The paper "Diffusion vs. Autoregressive LLMs: A Text Embedding Perspective" (2505.15045) introduces a novel approach to text embeddings using diffusion LMs. Traditional models like BERT and T5 employ bidirectional architectures, whereas LLMs use unidirectional autoregressive pre-training, misaligning with embedding tasks requiring bidirectional context understanding. Diffusion LMs address this through both forward and reverse attention mechanisms, surpassing LLM-based models in long-document and reasoning-intensive retrieval tasks by substantial margins. Figure 1

Figure 1

Figure 1

Figure 1: Autoregressive Modelling.

Background

Text Embedding Models

Text embedding models create low-dimensional representations of text, essential for tasks like document retrieval and clustering. Traditional models rely on contextual embeddings generated by bidirectional models such as BERT, fine-tuned through contrastive learning to enhance semantic similarity.

Diffusion LLMs

Diffusion models excel in generative tasks by iteratively refining noisy inputs, a method translatable to text via bidirectional attention mechanisms. Traditionally used in image generation, these models outperform autoregressive approaches by better capturing bidirectional semantics. The paper's diffusion LM leverages a discrete diffusion process, refining text embeddings through masking and unmasking steps. Figure 2

Figure 2: Overview of DiffEmbed. Final-layer token representations from the backbone diffusion LM are mean-pooled to obtain text embeddings.

Diffusion Embedding Model

DiffEmbed applies diffusion processes to text embedding, inherently supporting bidirectional context. Unlike LLM embeddings, which rely on causal attention, DiffEmbed uses a denoising objective to refine token representations. This makes it more adept at encoding global context, especially in long and complex documents.

Evaluating Text Embedding Models

The paper evaluates DiffEmbed against LLM-based models across various retrieval tasks:

Long-Document Retrieval

DiffEmbed demonstrates superior performance in encoding long documents due to its ability to capture global context through bidirectional attention. Figure 3

Figure 3: Left: data augmentation pipeline. Right: qualitative examples of seed concepts, their definitions, and associated question–solution pairs.

Reasoning-Intensive Retrieval

During reasoning-intensive retrieval tasks, DiffEmbed outperforms competitors by leveraging the bidirectional architecture to better process logical relationships and complex theorems.

Instruction-Following Retrieval

DiffEmbed's architecture also enhances instruction-following tasks by aligning model understanding with contextual cues, achieving comparable performance to leading models.
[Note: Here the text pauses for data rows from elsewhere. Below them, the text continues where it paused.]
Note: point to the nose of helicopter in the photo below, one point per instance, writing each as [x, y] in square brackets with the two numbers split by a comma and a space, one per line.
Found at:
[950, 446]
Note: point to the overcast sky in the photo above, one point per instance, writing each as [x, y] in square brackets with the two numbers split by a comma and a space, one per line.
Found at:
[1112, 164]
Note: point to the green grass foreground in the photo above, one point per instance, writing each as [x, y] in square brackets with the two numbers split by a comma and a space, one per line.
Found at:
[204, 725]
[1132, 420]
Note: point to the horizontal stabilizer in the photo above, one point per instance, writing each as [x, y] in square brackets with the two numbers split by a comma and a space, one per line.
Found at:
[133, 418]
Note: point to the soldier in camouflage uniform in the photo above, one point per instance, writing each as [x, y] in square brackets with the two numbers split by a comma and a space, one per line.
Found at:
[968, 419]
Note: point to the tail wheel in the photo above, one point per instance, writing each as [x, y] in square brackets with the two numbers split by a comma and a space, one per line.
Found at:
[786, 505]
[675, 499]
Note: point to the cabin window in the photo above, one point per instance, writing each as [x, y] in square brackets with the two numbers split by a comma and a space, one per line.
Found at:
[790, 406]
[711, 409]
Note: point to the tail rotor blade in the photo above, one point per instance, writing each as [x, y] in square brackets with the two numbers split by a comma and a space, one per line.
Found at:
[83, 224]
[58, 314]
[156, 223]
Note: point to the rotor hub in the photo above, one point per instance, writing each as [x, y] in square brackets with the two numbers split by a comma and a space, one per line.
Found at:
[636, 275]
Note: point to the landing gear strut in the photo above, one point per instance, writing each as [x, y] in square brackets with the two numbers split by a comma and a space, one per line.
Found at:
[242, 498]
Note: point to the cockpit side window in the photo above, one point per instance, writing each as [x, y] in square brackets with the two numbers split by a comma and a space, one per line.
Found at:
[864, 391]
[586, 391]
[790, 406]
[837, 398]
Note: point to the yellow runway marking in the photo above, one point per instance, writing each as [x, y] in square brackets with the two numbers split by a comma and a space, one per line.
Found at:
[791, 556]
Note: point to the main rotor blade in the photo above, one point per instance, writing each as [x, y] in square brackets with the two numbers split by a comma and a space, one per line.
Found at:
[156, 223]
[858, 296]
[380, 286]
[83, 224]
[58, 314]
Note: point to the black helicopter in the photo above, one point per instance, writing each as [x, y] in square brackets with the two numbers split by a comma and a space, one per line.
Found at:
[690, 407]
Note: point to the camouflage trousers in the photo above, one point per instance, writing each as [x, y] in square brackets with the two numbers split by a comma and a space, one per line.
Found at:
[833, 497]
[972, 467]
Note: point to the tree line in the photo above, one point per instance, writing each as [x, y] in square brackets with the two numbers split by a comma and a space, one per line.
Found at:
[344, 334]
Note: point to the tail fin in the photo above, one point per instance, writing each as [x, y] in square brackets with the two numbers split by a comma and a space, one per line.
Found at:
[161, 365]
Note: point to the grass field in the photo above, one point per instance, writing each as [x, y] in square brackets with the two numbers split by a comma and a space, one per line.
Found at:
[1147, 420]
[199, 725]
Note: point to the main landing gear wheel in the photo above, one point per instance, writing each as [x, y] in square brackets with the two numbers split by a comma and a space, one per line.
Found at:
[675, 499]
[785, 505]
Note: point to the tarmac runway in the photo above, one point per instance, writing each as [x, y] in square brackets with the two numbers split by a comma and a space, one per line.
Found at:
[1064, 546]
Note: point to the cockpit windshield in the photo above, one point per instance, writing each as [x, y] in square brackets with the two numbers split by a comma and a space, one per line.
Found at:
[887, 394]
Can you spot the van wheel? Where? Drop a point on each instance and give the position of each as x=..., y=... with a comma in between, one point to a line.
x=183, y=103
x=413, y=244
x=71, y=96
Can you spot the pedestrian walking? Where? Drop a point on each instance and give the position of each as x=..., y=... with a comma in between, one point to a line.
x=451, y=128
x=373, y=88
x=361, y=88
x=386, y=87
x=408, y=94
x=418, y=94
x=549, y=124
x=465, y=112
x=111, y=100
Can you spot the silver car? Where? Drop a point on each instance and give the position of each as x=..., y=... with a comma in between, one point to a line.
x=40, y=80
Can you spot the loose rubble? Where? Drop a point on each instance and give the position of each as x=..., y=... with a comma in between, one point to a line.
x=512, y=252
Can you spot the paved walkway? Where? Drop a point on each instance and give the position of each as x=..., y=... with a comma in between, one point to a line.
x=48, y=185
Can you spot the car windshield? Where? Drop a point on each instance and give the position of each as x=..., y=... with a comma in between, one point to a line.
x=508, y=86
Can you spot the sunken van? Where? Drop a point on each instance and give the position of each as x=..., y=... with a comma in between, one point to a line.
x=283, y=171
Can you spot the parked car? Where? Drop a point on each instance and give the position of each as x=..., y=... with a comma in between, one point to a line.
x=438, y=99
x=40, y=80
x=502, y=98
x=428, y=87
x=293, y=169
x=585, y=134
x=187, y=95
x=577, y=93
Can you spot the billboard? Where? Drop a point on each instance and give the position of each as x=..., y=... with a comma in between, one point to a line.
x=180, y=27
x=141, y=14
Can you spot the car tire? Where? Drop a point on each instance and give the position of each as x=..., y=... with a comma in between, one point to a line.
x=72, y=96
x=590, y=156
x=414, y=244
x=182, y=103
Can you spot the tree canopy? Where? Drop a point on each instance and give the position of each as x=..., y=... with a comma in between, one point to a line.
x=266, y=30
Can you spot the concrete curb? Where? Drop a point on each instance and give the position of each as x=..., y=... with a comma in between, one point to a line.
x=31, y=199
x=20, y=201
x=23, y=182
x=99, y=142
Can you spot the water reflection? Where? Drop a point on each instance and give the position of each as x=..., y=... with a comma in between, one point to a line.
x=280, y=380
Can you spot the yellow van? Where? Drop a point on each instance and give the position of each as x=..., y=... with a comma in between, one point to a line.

Figure 4

Figure 4: Retrieval performance on TheoQ. for Dream and Qwen2.5 models trained with varying amounts of ReasonAug data.

General Text Embedding Tasks

Despite minimal improvements in traditional tasks, DiffEmbed maintains competitive performance due to its effective bidirectional processing.

Discussion and Insights

DiffEmbed's success underscores the importance of architectural alignment with task requirements, particularly in capturing global context. The evaluation reveals that bidirectional attention is crucial for achieving high performance across diverse embedding tasks.

Conclusion

This research highlights diffusion LLMs' potential in transforming text embedding strategies, offering enhanced bidirectional contextual understanding. By evaluating DiffEmbed's performance across varied tasks, the paper provides valuable insights into the advantages of diffusion-based embeddings over traditional LLM-based approaches. Figure 5

Figure 5

Figure 5: E5-Mistral without ReasonAug fine-tuning.

Figure 6

Figure 6: The concept color mapping for \Cref{fig:t-sne}.

Through leveraging diffusion processes, DiffEmbed can efficiently improve text embedding tasks, laying groundwork for future exploration in bidirectional LM architectures.